I jumped three more times. I went off the K18 hill again, this time shooting my legs down as I hit the lip to get more distance.

I also tried the K25 hill twice.

If I’d had a few more jumps, I’d have done the K38 hill.

The step-ups seemed insignificant because the series of sensations was the same: fear, speed, fear, air, whoa!, ground, speed, grin.

It was awesome.

Ready for more

I’m far from the only ski jumper who’s skidded to a

stop at the bottom of a jump newly inspired.

“It’s a lot different than what people might expect,” Spillane said. “It’s a great sport. If you can get over the initial fear of doing it for the first time, you will appreciate it for what it is.

“Especially on the big hills, it’s as close as you can get to flying. That’s why it’s still fun.”

The band of Australian beginners closed out the day jumping the K38, but they already were back Friday morning.
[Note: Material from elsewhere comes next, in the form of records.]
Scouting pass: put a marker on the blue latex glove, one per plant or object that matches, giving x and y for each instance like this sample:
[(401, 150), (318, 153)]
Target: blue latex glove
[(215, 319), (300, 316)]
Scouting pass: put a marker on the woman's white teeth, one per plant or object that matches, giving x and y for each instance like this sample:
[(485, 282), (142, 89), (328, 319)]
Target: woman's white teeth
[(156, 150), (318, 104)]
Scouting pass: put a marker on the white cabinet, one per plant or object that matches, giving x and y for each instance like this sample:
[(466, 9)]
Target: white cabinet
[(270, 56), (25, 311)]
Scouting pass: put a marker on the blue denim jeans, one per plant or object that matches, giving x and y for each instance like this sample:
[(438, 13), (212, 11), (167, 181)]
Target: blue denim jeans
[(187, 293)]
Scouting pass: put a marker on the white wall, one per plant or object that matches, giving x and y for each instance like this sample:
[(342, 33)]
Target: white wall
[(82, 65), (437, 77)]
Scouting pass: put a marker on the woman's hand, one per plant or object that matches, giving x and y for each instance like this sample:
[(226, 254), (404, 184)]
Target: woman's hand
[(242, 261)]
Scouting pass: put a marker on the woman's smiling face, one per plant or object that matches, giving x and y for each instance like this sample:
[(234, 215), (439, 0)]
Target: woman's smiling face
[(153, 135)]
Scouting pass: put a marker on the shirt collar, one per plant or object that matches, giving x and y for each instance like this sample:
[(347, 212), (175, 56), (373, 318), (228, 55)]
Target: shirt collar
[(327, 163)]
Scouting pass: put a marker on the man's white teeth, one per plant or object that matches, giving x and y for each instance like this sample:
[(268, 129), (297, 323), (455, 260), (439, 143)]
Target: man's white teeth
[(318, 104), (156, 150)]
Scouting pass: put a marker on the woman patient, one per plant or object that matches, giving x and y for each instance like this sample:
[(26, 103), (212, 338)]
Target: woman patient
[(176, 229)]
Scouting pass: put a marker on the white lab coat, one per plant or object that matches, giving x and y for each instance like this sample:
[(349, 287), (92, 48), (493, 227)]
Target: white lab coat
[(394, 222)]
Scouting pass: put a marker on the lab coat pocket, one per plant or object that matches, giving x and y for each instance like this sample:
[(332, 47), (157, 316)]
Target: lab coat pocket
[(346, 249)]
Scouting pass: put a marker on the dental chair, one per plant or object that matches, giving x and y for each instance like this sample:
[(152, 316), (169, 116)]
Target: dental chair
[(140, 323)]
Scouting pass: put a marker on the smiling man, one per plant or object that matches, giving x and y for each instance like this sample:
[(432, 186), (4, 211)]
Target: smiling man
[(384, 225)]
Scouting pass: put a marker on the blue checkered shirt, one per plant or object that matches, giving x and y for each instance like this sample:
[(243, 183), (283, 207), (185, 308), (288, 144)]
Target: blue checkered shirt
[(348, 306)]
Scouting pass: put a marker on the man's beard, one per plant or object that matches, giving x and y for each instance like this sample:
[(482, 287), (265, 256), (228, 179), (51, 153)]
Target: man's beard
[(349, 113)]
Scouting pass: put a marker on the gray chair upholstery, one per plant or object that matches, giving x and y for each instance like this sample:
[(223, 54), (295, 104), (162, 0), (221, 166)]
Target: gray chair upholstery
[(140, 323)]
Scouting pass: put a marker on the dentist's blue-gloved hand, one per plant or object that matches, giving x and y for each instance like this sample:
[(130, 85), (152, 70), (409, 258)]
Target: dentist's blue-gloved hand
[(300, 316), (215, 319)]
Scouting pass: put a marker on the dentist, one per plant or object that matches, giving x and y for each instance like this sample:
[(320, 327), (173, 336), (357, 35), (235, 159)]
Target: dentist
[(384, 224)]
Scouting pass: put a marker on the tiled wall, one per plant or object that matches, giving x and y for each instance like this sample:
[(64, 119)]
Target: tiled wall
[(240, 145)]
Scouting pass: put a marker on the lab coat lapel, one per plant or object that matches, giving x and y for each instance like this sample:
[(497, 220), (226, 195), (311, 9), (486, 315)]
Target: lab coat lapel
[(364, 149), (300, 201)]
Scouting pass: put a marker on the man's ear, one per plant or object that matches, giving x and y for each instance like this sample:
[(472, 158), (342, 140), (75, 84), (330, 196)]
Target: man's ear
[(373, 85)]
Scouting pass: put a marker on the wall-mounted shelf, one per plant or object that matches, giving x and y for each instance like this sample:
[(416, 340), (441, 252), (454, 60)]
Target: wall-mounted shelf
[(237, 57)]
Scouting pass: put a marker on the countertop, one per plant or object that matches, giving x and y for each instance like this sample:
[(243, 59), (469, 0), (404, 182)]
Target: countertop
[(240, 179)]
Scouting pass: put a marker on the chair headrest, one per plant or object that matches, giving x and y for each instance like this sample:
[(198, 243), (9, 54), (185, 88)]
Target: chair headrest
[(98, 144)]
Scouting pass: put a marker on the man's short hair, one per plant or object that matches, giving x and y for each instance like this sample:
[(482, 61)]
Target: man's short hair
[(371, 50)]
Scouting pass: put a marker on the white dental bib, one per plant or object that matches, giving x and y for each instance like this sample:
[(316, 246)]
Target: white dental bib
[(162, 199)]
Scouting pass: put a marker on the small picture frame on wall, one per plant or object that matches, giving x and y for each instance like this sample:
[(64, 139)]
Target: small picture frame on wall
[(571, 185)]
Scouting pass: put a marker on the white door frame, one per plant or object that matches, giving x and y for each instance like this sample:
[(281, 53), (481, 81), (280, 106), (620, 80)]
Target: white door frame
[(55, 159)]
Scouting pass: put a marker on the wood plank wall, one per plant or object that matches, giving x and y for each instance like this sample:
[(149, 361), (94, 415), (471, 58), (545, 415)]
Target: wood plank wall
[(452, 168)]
They’d entered an amateur competition associated with the Winter Carnival and were soaring from the K68 jump in preparation.

I couldn’t make any such commitment — such is the life of a sports reporter Friday nights — but my emotions were the same.

I ski jumped, I flew through the air and landed safely, and as soon as I was finished, all I wanted to know was when I could do it again.